Foi no último dia do ano, com os fogos explodindo contra um céu de violeta, que o rei juntou todos na praça e soou a clarineta. “Como sabido, no último dia da década, o rei gira a maçaneta” anunciou o poeta e voz do trono “e abrem-se os portões, para aqueles tortos que endireitaram, e os direitos que entortaram, trocarem de lugar e assim, seguir o reino em paz”.

E assim foi que, quando, do lado esquerdo se abriram as portas de madeira, o caixeiro, tomado de orgulho e expectativa, começou a caminhada pela ponte, rumo a sua nova vida.

Passando do outro lado, a princesa, de dentes podres e cabelo desgrenhado, era escoltada por dois homens de passos apressados. “Uma princesa fracassada era uma pena, pensavam os soldados, mas a lei é clara e não condena: gente sem graça e caída em desgraça pertence à esquerda, com o resto da massa e outros loucos de sua praça”.


E foi então que, ali, no ponto mais alto da ponte, com as luzes que explodiam a virada de outro ano clareando as duas figuras, caixeiro e princesa se enxergaram sob a lua.

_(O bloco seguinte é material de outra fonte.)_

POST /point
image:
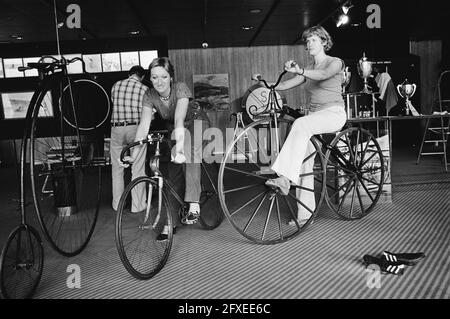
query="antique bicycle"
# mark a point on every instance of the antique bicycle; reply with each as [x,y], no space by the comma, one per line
[140,250]
[346,169]
[59,158]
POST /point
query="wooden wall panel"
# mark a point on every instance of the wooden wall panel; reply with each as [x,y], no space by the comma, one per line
[240,63]
[430,52]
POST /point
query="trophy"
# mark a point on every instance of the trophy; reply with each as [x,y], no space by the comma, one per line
[346,75]
[406,91]
[365,69]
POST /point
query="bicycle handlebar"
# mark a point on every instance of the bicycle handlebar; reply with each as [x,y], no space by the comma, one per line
[152,137]
[259,78]
[46,67]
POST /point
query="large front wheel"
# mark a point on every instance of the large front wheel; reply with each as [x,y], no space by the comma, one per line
[256,211]
[355,173]
[65,178]
[142,214]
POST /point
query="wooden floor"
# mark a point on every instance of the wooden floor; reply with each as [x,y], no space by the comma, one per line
[323,262]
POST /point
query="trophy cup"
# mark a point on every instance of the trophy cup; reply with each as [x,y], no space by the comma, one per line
[346,75]
[406,91]
[365,69]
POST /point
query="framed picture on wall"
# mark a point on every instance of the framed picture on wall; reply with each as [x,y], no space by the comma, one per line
[211,91]
[11,66]
[93,63]
[111,62]
[15,105]
[129,59]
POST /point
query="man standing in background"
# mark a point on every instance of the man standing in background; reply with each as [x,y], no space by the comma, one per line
[128,98]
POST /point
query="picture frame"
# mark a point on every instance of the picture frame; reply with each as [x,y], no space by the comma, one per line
[211,91]
[15,105]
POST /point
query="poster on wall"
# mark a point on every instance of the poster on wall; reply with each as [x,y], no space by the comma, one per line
[211,91]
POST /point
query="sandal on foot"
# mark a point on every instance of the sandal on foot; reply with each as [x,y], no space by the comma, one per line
[409,259]
[165,234]
[301,222]
[385,266]
[192,215]
[281,183]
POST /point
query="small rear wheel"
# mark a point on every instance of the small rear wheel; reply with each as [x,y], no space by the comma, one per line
[355,173]
[142,215]
[21,263]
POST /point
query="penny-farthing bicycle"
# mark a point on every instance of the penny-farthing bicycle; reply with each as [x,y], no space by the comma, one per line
[140,251]
[58,158]
[345,169]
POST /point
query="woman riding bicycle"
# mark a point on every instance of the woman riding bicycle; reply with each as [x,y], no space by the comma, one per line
[322,82]
[171,100]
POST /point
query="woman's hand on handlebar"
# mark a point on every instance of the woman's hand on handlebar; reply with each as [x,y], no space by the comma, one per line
[256,77]
[126,161]
[291,66]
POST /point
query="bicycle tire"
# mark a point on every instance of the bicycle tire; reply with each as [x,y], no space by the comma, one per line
[245,199]
[21,263]
[211,214]
[360,172]
[65,181]
[134,230]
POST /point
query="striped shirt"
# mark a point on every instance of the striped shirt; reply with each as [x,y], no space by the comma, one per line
[128,97]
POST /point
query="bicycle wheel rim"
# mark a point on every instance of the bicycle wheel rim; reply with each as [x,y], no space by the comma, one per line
[65,184]
[136,236]
[21,263]
[255,210]
[91,102]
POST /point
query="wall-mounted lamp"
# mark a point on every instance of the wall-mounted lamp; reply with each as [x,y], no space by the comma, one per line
[343,17]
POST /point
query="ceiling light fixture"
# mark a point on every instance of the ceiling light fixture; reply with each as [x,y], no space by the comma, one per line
[346,7]
[342,20]
[255,11]
[247,27]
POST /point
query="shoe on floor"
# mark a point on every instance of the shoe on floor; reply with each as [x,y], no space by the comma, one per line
[385,266]
[280,183]
[192,215]
[165,233]
[409,259]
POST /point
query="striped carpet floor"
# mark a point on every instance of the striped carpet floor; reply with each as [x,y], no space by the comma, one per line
[322,262]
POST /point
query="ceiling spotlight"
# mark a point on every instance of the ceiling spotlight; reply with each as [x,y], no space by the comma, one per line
[255,11]
[346,7]
[343,19]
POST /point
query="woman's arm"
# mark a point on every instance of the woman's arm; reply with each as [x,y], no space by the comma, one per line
[289,84]
[180,116]
[331,69]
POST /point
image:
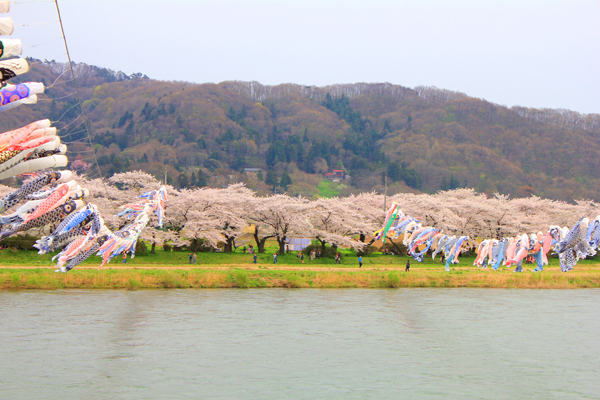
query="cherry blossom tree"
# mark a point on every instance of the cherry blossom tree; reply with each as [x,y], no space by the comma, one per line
[337,222]
[280,216]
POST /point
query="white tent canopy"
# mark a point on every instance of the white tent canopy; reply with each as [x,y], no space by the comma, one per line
[4,6]
[10,48]
[6,26]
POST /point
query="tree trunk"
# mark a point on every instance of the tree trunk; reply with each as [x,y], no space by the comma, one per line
[281,245]
[229,244]
[322,245]
[260,242]
[397,248]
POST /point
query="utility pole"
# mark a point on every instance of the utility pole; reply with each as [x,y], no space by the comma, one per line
[385,193]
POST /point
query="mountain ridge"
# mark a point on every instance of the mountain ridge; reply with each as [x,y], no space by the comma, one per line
[422,137]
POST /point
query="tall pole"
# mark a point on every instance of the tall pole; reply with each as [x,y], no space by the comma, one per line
[385,194]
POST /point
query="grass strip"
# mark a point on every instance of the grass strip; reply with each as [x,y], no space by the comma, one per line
[47,279]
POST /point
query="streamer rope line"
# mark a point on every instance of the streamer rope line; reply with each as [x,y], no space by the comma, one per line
[85,120]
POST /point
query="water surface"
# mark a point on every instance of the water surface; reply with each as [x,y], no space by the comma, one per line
[300,344]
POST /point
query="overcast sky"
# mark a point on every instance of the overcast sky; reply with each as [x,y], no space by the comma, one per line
[529,53]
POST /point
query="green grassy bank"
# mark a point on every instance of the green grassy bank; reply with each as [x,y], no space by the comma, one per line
[44,278]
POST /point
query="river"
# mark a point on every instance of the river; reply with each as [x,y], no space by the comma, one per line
[300,344]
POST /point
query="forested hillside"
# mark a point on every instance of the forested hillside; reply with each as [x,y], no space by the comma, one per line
[424,139]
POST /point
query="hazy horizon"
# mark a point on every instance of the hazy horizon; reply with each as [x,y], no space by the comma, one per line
[536,54]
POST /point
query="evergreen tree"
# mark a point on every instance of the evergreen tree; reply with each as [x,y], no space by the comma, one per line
[454,183]
[285,181]
[271,178]
[183,180]
[200,179]
[444,185]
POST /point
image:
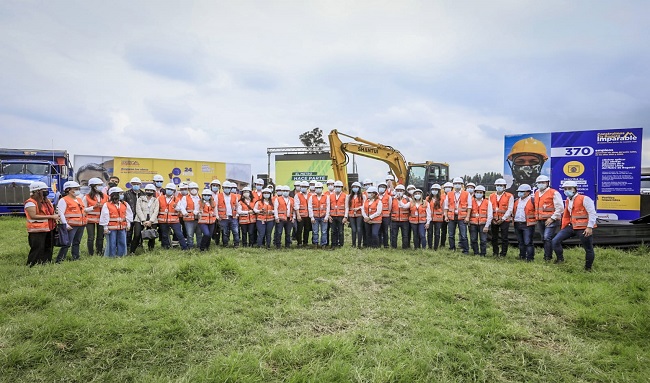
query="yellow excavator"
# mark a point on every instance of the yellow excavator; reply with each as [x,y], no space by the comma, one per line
[421,175]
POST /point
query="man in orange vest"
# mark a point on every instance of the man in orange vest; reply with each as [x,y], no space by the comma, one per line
[458,209]
[548,210]
[578,219]
[524,217]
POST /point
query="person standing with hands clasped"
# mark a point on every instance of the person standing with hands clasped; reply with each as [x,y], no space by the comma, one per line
[578,219]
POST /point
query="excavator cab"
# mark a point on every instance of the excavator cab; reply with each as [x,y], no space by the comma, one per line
[423,175]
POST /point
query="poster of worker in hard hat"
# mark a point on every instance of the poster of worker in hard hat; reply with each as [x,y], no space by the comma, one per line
[526,158]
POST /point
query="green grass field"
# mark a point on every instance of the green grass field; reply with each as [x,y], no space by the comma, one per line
[250,315]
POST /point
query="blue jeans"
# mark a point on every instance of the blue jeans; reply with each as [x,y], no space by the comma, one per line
[75,238]
[419,235]
[462,233]
[264,230]
[319,227]
[525,240]
[229,225]
[116,243]
[191,228]
[476,233]
[587,244]
[547,233]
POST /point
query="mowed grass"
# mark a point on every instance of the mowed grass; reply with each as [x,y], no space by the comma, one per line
[249,315]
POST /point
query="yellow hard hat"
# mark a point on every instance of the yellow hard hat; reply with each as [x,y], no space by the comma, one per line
[528,145]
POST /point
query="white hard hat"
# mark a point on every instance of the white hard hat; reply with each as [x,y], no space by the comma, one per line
[95,181]
[524,187]
[37,185]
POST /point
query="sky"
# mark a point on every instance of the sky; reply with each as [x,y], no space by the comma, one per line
[224,80]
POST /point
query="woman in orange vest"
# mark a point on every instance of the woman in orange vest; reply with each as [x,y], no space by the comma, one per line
[372,209]
[93,202]
[265,219]
[354,203]
[41,221]
[247,218]
[479,222]
[578,219]
[73,215]
[116,218]
[206,217]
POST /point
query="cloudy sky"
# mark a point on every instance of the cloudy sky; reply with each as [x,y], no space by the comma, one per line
[224,80]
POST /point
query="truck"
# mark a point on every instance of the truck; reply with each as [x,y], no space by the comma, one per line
[20,167]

E por não mais que dois segundos congelaram, os rostos virando às costas enquanto os corpos se afastavam, se reconhecendo, e mais uma vez se amaram, o tempo que durou a caminhada apressada, para o outro lado do universo, sob o ruído alto da cidade, que chamava o ano novo e celebrava. Fecharam-se os portões e a ponte foi selada, e caixeiro e princesa, novamente separados pelo rio, contra dois portões se encostaram, e então fez-se o absurdo e os gritos e a loucura, porque o dia tinha acabado. Era meia noite, o novo ano havia chegado.